While predictive analytics typically report on alternate risk outcome scenarios with varying degrees of confidence, prescriptiveanalytics is more precise and allows managers to prescribe actions. An algorithm might help prescribe specific training to a historically high-risk driver to address a particular behavior, then assess the effect of those prescriptions, in terms of whether the number of incidents declines after the corrective actions.
Another scenario might be in-cab alerts and guidance, such as advising a driver to slow down upon approaching a road curve, based on the system’s understanding of a driver’s regular behavior. In addition, such a system could also flag a driver when nearing a high-crime neighborhood. Taking crime data from the cloud, it could establish a “geo fence” of risk to the driver, the vehicle, or the cargo, and suggest a different route.
The smarter vehicle
With more and more sensors in vehicles, the amount of data is growing exponentially. This gives vehicles the opportunity to make intelligent decisions to improve driver safety. Smart edge devices can quickly generate alerts and notifications to help avoid critical accidents.
Today there are various sensor systems in a vehicle that don’t communicate much with each other, but vehicle systems of the future will interact with each other to improve the decision making. In fact, with advanced driver-assistance systems, a cooperative safety and efficiency ecosystem can be developed based on sensory inputs and advanced data processing from more than one vehicle. A whole fleet could function as a unit, sharing information and communicating with each other.
The vehicles could keep each other aware of traffic flows, weather changes, and other relevant data. This is all made possible by a macro network that assures broad coverage, high capacity, and low latency.
Cloud-connected vehicles have the benefit of advanced data and analytics-based applications. Fleet drivers can easily report unsafe and suspicious activities along with video recordings of an event. Using the cloud, fleet managers can track and manage vehicle safety across large fleets from a centralized web-based or mobile portal. It becomes easier to see trends and make better informed decisions.
More cameras, a lot more
Video technology is key to advancing fleet safety: dashboard cameras pointed forward, rear view cameras, side cameras, and even in-cab, dashboard-mounted cameras that monitor the driver.

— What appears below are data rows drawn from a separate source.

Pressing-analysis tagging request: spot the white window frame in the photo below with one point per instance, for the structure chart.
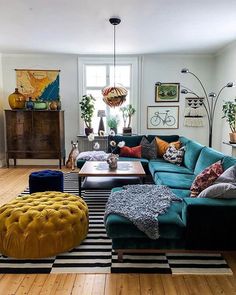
(134, 82)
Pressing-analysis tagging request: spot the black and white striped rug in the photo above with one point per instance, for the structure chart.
(95, 254)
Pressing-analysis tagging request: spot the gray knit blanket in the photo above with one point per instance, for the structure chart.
(141, 204)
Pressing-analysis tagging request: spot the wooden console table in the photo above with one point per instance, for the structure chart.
(35, 135)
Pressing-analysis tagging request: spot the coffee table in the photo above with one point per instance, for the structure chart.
(101, 169)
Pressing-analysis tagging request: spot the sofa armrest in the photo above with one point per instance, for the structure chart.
(210, 223)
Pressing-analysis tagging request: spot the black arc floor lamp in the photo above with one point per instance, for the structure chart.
(210, 101)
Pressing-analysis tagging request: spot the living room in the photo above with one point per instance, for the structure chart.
(158, 39)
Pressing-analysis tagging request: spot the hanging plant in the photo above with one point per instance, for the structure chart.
(87, 109)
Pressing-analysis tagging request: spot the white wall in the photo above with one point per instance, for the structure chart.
(153, 68)
(2, 145)
(166, 68)
(68, 85)
(225, 62)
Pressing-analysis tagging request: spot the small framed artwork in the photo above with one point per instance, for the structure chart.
(166, 92)
(162, 117)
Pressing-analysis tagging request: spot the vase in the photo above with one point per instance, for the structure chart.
(88, 130)
(40, 105)
(114, 129)
(112, 160)
(29, 104)
(16, 100)
(53, 105)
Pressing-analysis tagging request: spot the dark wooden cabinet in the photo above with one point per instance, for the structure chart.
(35, 135)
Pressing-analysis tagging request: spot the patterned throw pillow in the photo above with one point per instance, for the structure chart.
(173, 155)
(162, 146)
(132, 152)
(149, 149)
(206, 178)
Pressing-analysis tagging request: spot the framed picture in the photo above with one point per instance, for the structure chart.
(166, 92)
(38, 84)
(162, 117)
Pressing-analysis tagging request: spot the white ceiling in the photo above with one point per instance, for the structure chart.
(147, 26)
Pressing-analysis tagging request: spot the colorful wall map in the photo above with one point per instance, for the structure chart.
(38, 84)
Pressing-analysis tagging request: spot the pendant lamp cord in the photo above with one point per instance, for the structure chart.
(114, 55)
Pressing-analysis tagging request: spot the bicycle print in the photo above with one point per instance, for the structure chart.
(162, 117)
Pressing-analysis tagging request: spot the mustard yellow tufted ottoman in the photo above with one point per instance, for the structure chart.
(42, 224)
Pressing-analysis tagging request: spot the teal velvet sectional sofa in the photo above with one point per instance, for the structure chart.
(193, 224)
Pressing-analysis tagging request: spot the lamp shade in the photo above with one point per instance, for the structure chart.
(114, 96)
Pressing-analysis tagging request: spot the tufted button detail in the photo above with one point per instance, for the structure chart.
(53, 222)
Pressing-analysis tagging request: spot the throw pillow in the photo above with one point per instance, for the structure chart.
(206, 178)
(219, 190)
(173, 155)
(162, 146)
(149, 149)
(132, 152)
(228, 176)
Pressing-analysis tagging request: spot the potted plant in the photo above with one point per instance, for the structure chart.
(87, 111)
(229, 110)
(127, 112)
(113, 122)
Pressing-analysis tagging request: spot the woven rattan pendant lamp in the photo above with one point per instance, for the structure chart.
(114, 95)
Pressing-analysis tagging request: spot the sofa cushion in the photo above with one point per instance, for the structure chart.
(163, 145)
(219, 190)
(174, 155)
(80, 163)
(149, 149)
(181, 193)
(207, 157)
(228, 162)
(130, 141)
(168, 138)
(206, 178)
(162, 165)
(192, 152)
(174, 180)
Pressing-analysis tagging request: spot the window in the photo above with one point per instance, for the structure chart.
(100, 73)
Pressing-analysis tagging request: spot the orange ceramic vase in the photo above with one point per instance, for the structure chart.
(16, 100)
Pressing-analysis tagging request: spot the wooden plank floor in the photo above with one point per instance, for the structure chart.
(14, 180)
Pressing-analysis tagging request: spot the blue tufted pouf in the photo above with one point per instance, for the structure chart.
(46, 180)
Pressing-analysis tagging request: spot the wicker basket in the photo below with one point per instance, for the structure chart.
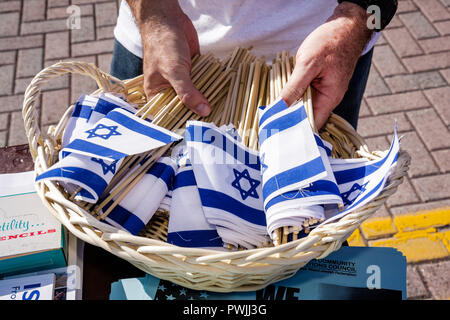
(203, 269)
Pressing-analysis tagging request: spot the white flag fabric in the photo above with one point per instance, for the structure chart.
(229, 184)
(290, 157)
(297, 177)
(188, 226)
(74, 170)
(136, 209)
(119, 134)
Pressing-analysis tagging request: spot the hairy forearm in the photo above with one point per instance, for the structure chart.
(151, 14)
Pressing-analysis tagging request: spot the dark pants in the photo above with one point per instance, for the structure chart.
(126, 65)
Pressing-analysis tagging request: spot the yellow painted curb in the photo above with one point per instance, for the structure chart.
(423, 219)
(378, 227)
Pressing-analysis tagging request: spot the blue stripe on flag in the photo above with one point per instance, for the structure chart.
(294, 175)
(276, 108)
(318, 188)
(184, 179)
(196, 133)
(282, 123)
(96, 149)
(322, 145)
(195, 238)
(81, 111)
(86, 177)
(221, 201)
(140, 128)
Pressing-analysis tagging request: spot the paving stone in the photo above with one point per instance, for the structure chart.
(402, 42)
(9, 24)
(61, 12)
(17, 133)
(440, 98)
(43, 26)
(414, 284)
(375, 84)
(382, 125)
(57, 45)
(92, 47)
(29, 62)
(58, 3)
(397, 102)
(386, 61)
(435, 44)
(6, 79)
(446, 74)
(105, 14)
(418, 25)
(433, 187)
(437, 278)
(7, 57)
(10, 6)
(33, 10)
(428, 62)
(421, 160)
(430, 128)
(105, 32)
(442, 158)
(21, 42)
(434, 10)
(410, 82)
(54, 104)
(443, 27)
(405, 194)
(4, 120)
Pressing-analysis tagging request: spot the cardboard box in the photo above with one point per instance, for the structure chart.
(31, 238)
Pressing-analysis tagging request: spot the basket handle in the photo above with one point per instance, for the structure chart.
(104, 81)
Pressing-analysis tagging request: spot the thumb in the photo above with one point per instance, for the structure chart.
(296, 86)
(189, 94)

Driver-focused cameras leverage AI to assess situations, such as a driver’s eyes diverting from the road for too long, or picking up a mobile phone or tablet. Or failing to use the seat belt. In a worst-case scenario, that could be a drowsy driver nodding off. Detecting such things, the camera system can alert the driver and even report distracted driving events to fleet managers, who can use it to coach drivers.
The camera’s recordings can also be uploaded for coaching and other purposes, which brings up the issue of driver privacy and the feeling of “being watched.”
These are concerns as we make increased use of in-vehicle video cameras. It’s a big reason why drivers tend to resist the improved technology, though their fleet managers are enthused about it because of the available data.
There are ways to overcome this, such as by not uploading every video feed generated on a given trip; perhaps only certain significant incidents or behaviors would warrant that. For lesser “offenses,” the system itself could just issue an alert to the driver.
But despite any resistance, we’re seeing that more and more drivers are recognizing the valuable benefits of this type of observation. Seeing that it can make them safer and better drivers and help them avoid risky situations, they are coming to embrace it and are influencing their fellow drivers.
That is especially true in instances where an accident occurs, and thanks to the onboard cameras, it can be proven that the wreck was not the fault of the fleet driver. Drivers appreciate that, and of course so do fleet owners.